The Bauhaus in Thuringia
The design revolution began in 1919 in the town of Weimar in Thuringia, where Walter Gropius founded the Bauhaus, the most important and most influential school of design of the 20th century.
Thanks to Henry van de Velde's activities at the Grand Ducal School of Arts and Crafts, Weimar offered the perfect environment in which the Bauhaus movement could flourish.
Modern architecture has its roots in the Bauhaus movement; works by Bauhaus artists and designers are considered icons of 20th century international design. In 1925, under financial and political pressure, the Bauhaus moved from Weimar to the industrial town of Dessau, where it was able to strengthen its focus on industrial production. However, the political pressure also became too strong in Dessau and after only seven years the Bauhaus moved again: to Berlin, where it was eventually forced to disband in 1933. Nevertheless, the emigration of many Bauhaus artists, mostly to the USA, meant that Bauhaus methods and doctrines soon won international recognition.
Today the Bauhaus legacy is still a strong presence in Weimar, Jena and Erfurt.
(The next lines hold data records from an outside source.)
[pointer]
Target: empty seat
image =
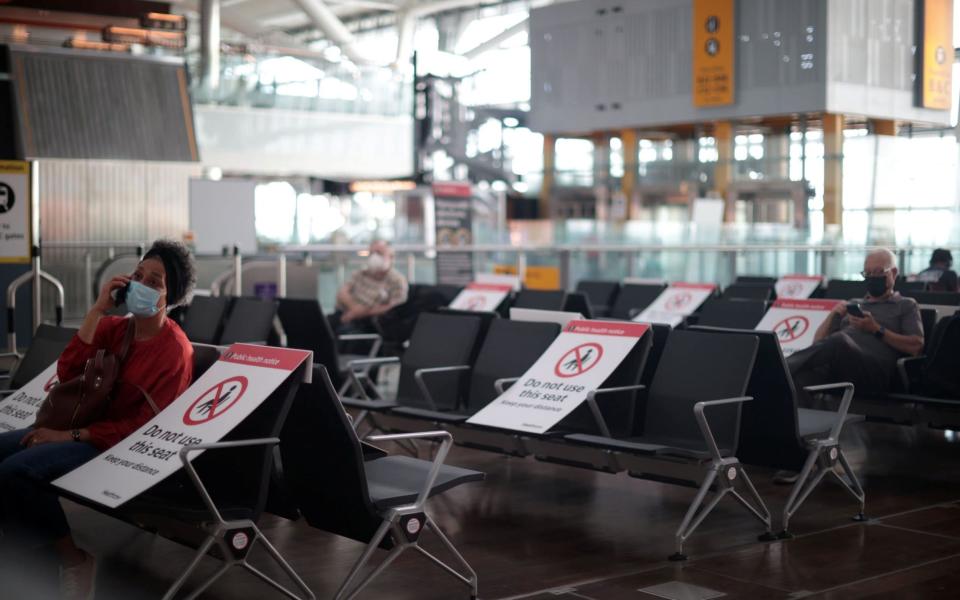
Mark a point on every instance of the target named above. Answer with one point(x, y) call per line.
point(633, 298)
point(749, 291)
point(539, 299)
point(934, 298)
point(45, 348)
point(775, 433)
point(250, 320)
point(509, 349)
point(203, 322)
point(843, 289)
point(692, 422)
point(577, 302)
point(736, 314)
point(381, 500)
point(438, 340)
point(600, 294)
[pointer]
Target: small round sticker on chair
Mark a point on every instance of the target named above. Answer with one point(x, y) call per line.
point(413, 526)
point(240, 540)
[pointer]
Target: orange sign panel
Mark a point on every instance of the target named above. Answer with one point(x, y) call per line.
point(937, 54)
point(713, 52)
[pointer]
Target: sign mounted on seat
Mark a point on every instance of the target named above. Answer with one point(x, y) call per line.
point(19, 409)
point(797, 287)
point(217, 402)
point(796, 322)
point(577, 362)
point(676, 302)
point(481, 297)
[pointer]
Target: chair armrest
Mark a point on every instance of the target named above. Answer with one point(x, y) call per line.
point(353, 374)
point(418, 377)
point(908, 368)
point(376, 338)
point(847, 389)
point(364, 362)
point(353, 337)
point(595, 409)
point(446, 442)
point(501, 384)
point(698, 413)
point(197, 483)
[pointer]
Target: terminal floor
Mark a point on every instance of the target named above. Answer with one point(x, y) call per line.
point(547, 532)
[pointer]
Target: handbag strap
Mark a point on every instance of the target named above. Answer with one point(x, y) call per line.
point(146, 395)
point(127, 340)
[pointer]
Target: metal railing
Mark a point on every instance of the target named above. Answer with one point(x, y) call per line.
point(35, 276)
point(332, 264)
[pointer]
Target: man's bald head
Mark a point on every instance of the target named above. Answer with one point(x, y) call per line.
point(880, 271)
point(382, 248)
point(879, 260)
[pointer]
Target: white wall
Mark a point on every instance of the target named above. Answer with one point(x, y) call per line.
point(257, 141)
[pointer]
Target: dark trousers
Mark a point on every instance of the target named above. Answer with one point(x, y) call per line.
point(27, 506)
point(837, 358)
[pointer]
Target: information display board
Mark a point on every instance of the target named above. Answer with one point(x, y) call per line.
point(481, 296)
point(796, 322)
point(453, 210)
point(578, 361)
point(220, 399)
point(676, 302)
point(15, 211)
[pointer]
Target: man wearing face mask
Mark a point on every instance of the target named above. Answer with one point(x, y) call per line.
point(159, 361)
point(864, 350)
point(372, 291)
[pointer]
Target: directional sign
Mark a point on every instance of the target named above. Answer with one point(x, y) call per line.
point(217, 402)
point(796, 322)
point(19, 409)
point(481, 296)
point(578, 361)
point(797, 287)
point(676, 302)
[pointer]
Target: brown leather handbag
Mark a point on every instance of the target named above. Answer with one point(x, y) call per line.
point(84, 399)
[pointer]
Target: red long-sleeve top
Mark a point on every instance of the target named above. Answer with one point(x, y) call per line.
point(161, 365)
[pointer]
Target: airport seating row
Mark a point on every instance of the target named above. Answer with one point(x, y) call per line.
point(296, 456)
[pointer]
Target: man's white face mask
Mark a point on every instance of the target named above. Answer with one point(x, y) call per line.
point(377, 263)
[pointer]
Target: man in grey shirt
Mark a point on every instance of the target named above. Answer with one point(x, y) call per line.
point(864, 350)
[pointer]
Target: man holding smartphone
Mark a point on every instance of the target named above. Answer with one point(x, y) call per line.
point(861, 340)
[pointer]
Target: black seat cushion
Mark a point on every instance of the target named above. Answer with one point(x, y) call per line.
point(813, 423)
point(396, 480)
point(437, 416)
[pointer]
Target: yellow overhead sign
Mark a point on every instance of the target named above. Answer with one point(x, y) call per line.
point(713, 52)
point(937, 54)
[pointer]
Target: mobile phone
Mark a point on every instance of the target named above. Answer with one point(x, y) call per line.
point(854, 309)
point(121, 295)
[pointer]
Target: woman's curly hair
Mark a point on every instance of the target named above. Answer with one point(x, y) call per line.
point(179, 266)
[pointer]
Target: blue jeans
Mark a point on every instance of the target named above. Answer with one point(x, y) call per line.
point(27, 505)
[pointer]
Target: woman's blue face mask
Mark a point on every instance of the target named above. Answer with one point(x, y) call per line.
point(142, 300)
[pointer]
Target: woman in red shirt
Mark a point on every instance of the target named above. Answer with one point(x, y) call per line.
point(160, 361)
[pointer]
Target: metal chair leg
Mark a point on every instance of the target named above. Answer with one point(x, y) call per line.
point(364, 558)
point(471, 581)
point(691, 513)
point(197, 557)
point(853, 486)
point(278, 558)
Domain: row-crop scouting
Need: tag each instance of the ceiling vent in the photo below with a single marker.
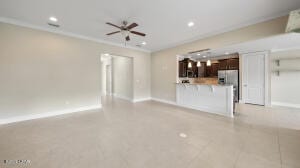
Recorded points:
(294, 22)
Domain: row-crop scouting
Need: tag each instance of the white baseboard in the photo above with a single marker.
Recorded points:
(122, 97)
(141, 99)
(48, 114)
(164, 101)
(285, 104)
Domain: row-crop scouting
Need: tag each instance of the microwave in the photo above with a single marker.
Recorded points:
(190, 74)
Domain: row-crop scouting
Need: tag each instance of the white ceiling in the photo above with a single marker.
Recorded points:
(164, 21)
(272, 44)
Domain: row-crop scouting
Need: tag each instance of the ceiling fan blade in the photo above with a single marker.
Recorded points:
(127, 38)
(113, 33)
(113, 25)
(138, 33)
(133, 25)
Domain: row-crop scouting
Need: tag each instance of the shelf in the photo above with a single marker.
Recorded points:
(277, 69)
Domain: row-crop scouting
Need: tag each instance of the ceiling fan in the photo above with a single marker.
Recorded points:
(125, 30)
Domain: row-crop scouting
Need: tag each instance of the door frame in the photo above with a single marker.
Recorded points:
(267, 101)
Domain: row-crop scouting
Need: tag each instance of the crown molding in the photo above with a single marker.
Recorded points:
(65, 33)
(218, 32)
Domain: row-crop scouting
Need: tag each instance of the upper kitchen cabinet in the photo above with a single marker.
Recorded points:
(183, 69)
(212, 71)
(202, 70)
(223, 64)
(229, 64)
(233, 64)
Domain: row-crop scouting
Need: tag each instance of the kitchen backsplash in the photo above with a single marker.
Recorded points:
(202, 80)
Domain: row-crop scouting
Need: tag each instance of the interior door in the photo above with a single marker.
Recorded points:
(253, 75)
(108, 80)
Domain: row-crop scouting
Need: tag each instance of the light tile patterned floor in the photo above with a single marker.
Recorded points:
(147, 135)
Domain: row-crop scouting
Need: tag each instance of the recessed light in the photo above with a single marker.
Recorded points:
(53, 19)
(191, 24)
(183, 135)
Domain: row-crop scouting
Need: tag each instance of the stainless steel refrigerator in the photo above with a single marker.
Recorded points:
(230, 77)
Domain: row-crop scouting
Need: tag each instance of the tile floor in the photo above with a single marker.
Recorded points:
(156, 135)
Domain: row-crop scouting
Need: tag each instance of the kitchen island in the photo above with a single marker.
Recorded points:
(216, 99)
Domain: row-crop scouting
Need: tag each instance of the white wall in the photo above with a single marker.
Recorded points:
(105, 61)
(122, 77)
(43, 72)
(285, 87)
(164, 64)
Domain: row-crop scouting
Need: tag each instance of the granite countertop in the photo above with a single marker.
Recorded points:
(203, 84)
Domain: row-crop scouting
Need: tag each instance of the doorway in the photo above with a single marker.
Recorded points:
(254, 78)
(117, 76)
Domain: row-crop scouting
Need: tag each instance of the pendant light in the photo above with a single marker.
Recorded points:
(208, 63)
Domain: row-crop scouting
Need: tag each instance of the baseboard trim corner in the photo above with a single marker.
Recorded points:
(49, 114)
(141, 100)
(164, 101)
(283, 104)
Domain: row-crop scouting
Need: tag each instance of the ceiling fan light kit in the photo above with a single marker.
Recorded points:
(125, 30)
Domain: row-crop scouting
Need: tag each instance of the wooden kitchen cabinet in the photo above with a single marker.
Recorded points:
(233, 64)
(202, 70)
(183, 69)
(229, 64)
(223, 64)
(212, 71)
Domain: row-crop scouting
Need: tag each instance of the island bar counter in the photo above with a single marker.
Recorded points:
(216, 99)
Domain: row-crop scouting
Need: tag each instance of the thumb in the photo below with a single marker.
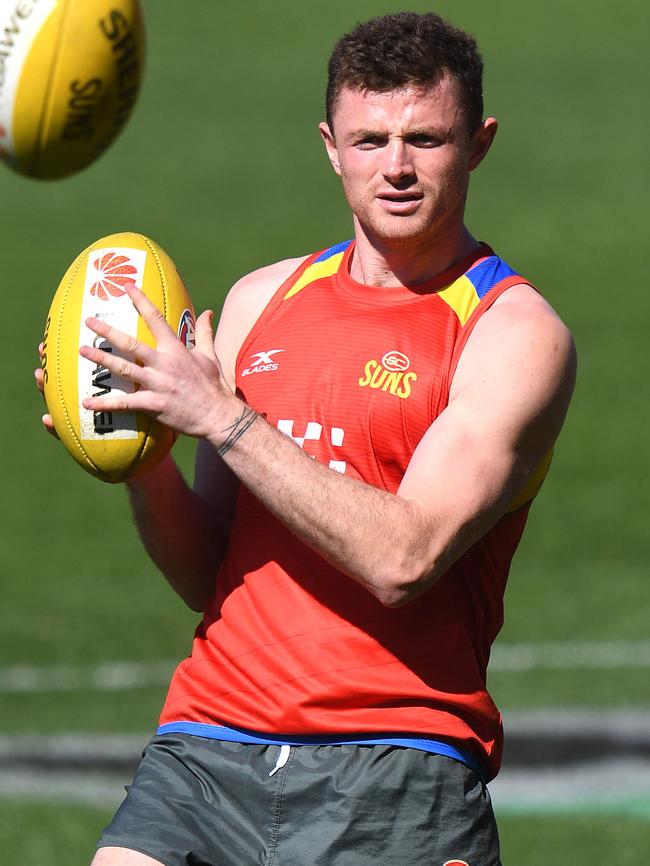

Several buildings in Weimar and Dessau were declared UNESCO world heritage sites in 1996.
The Bauhaus and its artists have left their stamp on Thuringia: from the Bauhaus University and Bauhaus Museum in Weimar and the striking architecture in Erfurt to the 'Feininger churches' in the Weimarer Land region, there is plenty to discover.
Preparations are already underway for 2019, when Thuringia celebrates the Bauhaus Centenary!